Ah, another game for the vessel management genre pioneered by Flight Control. According to game producer, Jeremy Pope, the “goal was to evolve this style of gameplay to something more complex and engaging” and Sea Captain earns “more complex” in spades.
The action strategy of Sea Captain seems to favor strategy, tackling the action part in slow-motion with an onslaught of obstacles. You use the same simple line-drawing direction as other route-management games, but there are a few snags. Color-coded vessels must be docked accordingly, and the game also tracks the number of times you direct ships, or give “orders”. The objective is to progress through a stage with as few orders as possible with your score calculated based on the number of ships docked as well as how many orders you gave.
Making this management efficiency more difficult is the horrible reality of colliding with things in the environment other than ships – like the lighthouse or the dock itself.
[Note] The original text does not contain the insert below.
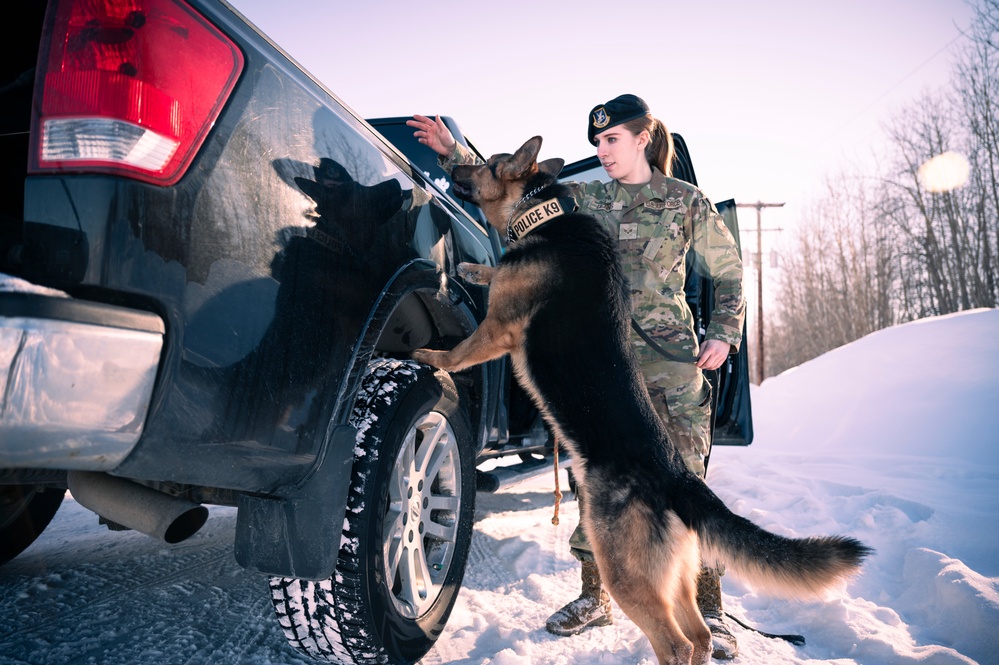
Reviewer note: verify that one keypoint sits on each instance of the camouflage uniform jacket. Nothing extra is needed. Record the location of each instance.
(655, 230)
Cut a corner too sharply for these lumbering vessels and you’re sunk. Additionally, if you draw a line into the dock but draw it too long the ship will crash right on through. You learn quickly not to be hasty in your movements as an incomplete line counts as one of your precious orders; it’s best to lead the ship into the dock entrance and let the game complete the line for you to avoid mishaps. This is the sort of control nuance that compounds frustration a little unnecessarily, and almost guarantees you’ll be swearing on your evening commute.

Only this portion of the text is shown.